Un pays miné par la corruption
Au-delà de l’émotion suscitée par cette tragédie, l’effondrement de la gare met en lumière les dérives d’un système politique miné par les malversations. Depuis plus de 10 ans, le parti du président Aleksandar Vucic, le SNS (droite nationaliste), règne sans partage sur le pays. Un règne marqué par la multiplication des grands projets d’infrastructures, souvent confiés à des entreprises étrangères dans des conditions opaques.
Sécurité et prospérité : telles étaient les promesses d’Aleksandar Vucic lorsqu’il a pris les rênes du gouvernement en 2012, après les guerres qui ont ravagé les Balkans dans les années 1990. Une prospérité bâtie sur une “Serbie des grues”, pour reprendre une expression de celui qui est aujourd’hui président. Mais derrière les échafaudages et les rubans coupés, les soupçons de corruption et de copinage se multiplient.
Des doutes sur la sécurité des ouvrages
L’enquête devra déterminer les causes exactes de l’effondrement à Novi Sad. Les regards se tournent notamment vers les travaux de rénovation récemment menés sur le bâtiment datant des années 1960, et en partie réalisés par un consortium chinois. Le contrat, non public, soulève des interrogations.
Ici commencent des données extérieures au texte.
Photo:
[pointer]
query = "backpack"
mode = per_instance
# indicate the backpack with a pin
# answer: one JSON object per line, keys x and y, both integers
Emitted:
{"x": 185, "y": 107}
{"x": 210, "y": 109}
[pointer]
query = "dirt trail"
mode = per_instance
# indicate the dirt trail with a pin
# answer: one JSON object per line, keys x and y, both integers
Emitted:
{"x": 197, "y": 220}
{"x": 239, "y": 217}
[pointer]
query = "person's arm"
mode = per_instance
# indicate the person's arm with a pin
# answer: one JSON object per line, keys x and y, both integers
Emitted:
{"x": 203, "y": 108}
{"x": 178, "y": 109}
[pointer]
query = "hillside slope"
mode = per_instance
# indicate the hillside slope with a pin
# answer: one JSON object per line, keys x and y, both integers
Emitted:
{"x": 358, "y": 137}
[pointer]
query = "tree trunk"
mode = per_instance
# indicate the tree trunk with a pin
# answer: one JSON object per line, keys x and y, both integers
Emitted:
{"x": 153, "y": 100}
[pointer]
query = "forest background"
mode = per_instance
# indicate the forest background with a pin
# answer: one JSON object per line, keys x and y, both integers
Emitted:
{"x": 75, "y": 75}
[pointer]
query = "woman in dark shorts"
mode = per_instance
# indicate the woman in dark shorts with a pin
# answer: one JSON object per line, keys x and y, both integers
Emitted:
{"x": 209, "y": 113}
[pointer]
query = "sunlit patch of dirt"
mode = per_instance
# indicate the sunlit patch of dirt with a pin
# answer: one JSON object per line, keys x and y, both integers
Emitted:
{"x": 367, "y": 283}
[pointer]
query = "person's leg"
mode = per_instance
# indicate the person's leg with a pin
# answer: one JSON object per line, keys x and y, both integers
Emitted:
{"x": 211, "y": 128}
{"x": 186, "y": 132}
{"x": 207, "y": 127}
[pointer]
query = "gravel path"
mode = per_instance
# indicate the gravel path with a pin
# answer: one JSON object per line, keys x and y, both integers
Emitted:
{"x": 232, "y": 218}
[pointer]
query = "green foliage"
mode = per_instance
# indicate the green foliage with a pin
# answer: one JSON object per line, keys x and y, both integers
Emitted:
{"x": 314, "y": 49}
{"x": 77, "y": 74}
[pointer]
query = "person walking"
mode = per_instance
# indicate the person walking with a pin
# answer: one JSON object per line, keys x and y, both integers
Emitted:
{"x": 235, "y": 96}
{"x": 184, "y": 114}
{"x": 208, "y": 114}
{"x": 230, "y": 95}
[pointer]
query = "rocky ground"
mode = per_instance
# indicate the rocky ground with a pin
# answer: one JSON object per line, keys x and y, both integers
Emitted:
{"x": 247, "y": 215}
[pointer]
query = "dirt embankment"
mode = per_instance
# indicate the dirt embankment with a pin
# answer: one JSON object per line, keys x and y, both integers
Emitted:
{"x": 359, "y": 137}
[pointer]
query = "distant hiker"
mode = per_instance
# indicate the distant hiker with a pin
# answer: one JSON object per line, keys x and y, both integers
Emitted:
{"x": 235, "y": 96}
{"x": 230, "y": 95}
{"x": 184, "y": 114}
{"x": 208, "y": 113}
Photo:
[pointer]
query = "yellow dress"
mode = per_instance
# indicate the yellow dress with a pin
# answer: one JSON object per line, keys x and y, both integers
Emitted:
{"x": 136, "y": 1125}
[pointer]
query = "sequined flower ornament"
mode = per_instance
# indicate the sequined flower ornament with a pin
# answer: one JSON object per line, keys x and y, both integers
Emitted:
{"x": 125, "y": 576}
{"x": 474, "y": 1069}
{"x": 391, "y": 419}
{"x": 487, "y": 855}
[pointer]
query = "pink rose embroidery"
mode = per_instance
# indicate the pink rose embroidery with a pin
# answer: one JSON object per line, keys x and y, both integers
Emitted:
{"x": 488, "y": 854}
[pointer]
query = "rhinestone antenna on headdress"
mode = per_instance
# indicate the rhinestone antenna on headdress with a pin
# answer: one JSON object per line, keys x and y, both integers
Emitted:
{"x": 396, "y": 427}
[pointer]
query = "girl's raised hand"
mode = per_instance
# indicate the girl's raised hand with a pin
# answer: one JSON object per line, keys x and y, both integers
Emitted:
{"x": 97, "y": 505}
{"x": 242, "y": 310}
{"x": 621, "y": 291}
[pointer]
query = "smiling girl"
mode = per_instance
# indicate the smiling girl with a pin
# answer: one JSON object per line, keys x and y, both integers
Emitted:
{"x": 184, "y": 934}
Au-delà de la gare, c’est la sécurité de nombreux ouvrages publics qui est remise en question dans un pays classé 104e sur 180 par l’ONG Transparency International. Autoroutes, gares routières, quartiers flambant neufs : les constructions se multiplient, le plus souvent sans réelle transparence ni contrôle indépendant.
Quand le pan d’un bâtiment vieux de 50 ans s’effondre juste après des travaux de rénovation, se poser des questions sur la sécurité de structures plus récentes, agrandies ou restaurées est une question de bon sens.
Dario Hajric, sociologue
Une enquête sous haute surveillance
Sous la pression populaire, une enquête a été ouverte pour faire la lumière sur les responsabilités dans le drame de Novi Sad. Le président Vucic a promis que “quiconque a commis une erreur sera poursuivi”. Mais peu de Serbes semblent croire à la volonté réelle du pouvoir d’assumer une quelconque responsabilité.
Les autorités n’ont pas besoin de la vérité, mais plutôt d’une version de la réalité dans laquelle elles ne portent aucune responsabilité.
Dario Hajric, sociologue
Alors que l’opposition dénonce un “résultat direct de la corruption”, le gouvernement serbe se retrouve sous pression. Entre appels à la transparence et exigence de justice, cette tragédie pourrait devenir le révélateur des dérives d’un système à bout de souffle. La Serbie retient son souffle, dans l’attente de réponses et d’une prise de conscience au sommet de l’État.